The solution is to make them accessible through the search list. There are
several ways of doing this, none entirely elegant (within this particular
programming paradigm, see later), but some better than others. Here's two:
1. Adam Kleczkowski's solution. Make yn, nn and xn global variables using
assignments such as
assign("yn",yn,0)
assign("nn",nn,0)
assign("xn",xn,0)
within the function. This puts them in frame 0, the frame of the
session, which means they cease to be when the session is finished, so
they could cause problems later in the session if you have other
variables called yn, nn or xn.
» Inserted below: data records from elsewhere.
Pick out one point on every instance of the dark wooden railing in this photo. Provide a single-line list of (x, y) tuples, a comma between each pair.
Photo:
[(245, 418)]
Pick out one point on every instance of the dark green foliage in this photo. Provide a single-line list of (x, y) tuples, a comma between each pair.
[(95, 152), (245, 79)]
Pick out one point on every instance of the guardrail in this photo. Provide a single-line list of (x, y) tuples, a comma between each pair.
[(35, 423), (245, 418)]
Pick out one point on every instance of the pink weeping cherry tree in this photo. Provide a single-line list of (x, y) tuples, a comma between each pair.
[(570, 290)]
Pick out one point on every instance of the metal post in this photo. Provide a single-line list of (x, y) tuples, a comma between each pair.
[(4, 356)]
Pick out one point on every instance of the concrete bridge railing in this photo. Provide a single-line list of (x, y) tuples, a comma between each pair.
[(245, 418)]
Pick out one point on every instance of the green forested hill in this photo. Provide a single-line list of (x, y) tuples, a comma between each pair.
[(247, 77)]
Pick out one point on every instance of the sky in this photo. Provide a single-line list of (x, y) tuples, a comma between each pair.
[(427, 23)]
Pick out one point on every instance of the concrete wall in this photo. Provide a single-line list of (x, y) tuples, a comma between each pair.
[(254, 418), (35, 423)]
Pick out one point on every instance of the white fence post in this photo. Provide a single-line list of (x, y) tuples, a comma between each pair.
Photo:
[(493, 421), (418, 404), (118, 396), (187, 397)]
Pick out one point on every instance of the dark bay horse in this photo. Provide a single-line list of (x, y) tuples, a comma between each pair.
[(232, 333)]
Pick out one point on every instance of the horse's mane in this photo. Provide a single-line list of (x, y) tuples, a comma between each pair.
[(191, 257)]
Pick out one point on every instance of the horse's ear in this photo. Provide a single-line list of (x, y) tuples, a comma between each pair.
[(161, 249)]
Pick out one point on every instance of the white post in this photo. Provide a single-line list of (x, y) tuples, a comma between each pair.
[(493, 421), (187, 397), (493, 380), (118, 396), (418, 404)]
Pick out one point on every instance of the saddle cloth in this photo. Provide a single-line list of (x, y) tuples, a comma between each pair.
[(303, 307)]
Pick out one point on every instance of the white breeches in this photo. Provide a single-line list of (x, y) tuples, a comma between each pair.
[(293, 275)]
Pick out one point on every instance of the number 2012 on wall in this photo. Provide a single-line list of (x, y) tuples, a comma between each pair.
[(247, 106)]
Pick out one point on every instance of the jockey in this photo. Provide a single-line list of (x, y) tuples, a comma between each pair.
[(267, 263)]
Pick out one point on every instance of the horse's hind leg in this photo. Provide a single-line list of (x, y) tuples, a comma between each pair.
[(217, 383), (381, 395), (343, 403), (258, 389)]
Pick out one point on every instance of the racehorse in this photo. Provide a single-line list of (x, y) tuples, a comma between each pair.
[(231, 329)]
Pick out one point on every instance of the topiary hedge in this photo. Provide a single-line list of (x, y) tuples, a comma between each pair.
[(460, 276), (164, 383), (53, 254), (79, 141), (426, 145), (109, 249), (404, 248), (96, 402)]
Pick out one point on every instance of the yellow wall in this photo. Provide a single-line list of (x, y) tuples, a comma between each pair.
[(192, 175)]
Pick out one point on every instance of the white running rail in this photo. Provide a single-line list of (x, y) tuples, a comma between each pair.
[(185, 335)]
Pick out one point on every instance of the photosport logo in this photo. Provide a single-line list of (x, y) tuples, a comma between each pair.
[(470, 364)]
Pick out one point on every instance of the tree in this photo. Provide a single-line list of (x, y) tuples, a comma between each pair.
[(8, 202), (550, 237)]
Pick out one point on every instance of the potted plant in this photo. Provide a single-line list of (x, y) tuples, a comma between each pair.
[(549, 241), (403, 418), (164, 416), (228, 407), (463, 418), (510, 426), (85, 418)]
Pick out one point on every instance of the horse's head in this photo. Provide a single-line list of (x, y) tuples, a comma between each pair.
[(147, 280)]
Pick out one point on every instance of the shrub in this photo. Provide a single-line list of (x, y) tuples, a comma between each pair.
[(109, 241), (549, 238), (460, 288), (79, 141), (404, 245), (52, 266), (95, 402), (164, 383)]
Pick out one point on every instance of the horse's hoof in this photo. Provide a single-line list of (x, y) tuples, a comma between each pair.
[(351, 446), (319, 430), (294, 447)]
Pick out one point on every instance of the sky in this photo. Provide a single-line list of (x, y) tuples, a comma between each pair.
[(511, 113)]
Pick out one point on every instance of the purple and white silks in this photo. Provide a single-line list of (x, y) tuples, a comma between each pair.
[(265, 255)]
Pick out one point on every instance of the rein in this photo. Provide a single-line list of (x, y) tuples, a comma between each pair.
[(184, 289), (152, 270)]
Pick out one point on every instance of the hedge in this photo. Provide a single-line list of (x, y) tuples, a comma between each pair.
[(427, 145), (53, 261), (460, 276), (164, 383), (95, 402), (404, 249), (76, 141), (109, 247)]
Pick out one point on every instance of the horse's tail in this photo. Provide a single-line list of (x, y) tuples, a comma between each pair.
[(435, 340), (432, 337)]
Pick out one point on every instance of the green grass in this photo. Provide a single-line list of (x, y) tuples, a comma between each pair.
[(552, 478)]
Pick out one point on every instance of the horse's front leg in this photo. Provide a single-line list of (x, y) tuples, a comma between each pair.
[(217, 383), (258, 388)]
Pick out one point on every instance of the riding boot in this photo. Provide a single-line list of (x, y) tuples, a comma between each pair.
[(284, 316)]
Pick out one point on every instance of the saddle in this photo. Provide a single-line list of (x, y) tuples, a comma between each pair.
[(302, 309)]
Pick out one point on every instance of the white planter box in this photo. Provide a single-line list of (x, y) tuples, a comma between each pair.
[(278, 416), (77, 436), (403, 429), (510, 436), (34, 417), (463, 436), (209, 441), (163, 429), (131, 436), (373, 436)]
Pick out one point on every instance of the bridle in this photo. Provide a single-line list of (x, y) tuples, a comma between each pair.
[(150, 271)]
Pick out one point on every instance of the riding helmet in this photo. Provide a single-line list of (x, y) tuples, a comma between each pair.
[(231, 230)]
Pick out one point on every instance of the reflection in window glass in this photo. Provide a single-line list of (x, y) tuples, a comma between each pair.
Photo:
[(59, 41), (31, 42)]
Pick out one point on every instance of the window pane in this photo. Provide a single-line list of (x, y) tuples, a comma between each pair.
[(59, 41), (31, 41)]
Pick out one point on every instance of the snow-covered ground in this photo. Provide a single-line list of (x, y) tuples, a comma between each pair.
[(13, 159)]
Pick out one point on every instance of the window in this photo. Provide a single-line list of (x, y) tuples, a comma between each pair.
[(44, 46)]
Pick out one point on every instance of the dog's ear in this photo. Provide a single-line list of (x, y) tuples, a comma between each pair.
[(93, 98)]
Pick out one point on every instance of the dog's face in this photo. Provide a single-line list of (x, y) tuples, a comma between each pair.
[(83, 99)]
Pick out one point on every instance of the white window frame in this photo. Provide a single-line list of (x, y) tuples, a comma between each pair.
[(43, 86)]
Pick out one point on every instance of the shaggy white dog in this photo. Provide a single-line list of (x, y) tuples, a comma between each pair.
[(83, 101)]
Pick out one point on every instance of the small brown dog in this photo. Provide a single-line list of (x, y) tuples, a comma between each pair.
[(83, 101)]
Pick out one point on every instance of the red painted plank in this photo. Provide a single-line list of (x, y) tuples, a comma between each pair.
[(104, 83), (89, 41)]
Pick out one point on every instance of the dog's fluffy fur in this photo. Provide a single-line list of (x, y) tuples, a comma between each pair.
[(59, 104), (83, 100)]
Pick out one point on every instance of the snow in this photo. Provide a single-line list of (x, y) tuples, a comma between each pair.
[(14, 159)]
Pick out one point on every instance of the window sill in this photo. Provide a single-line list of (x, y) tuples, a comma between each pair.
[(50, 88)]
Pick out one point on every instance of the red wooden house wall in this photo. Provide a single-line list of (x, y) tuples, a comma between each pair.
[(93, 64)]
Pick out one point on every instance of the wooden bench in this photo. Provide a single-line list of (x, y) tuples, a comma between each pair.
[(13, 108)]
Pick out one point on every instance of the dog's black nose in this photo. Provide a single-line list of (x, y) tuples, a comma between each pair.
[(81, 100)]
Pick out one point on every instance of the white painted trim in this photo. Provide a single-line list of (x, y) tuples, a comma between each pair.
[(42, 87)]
I prefer to work with data frames and to
put the variables in frame 1 so that they die with the expression:
hn.plot <- function(yn, nn, xn)
{
assign(".df", data.frame(yn = yn, nn = nn, xn = xn), frame = 1)
fitit.glm <- glm(cbind(yn, nn - yn) ~ xn, family = binomial, data = .df)
residuals(fitit.glm)/sqrt(1 - lm.influence(fitit.glm)$hat)
}
This way the data frame dies silently when the expression is complete.
You could be in trouble, though, if the expression itself involved
another variable called ".df".
2. Put the variables in a data frame temporarily sitting at position 1 of
the search list itself:
hn.plot <- function(yn, nn, xn)
{
attach(data.frame(yn = yn, nn = nn, xn = xn), 1)
on.exit(detach(1))
fitit.glm <- glm(cbind(yn, nn - yn) ~ xn, family = binomial)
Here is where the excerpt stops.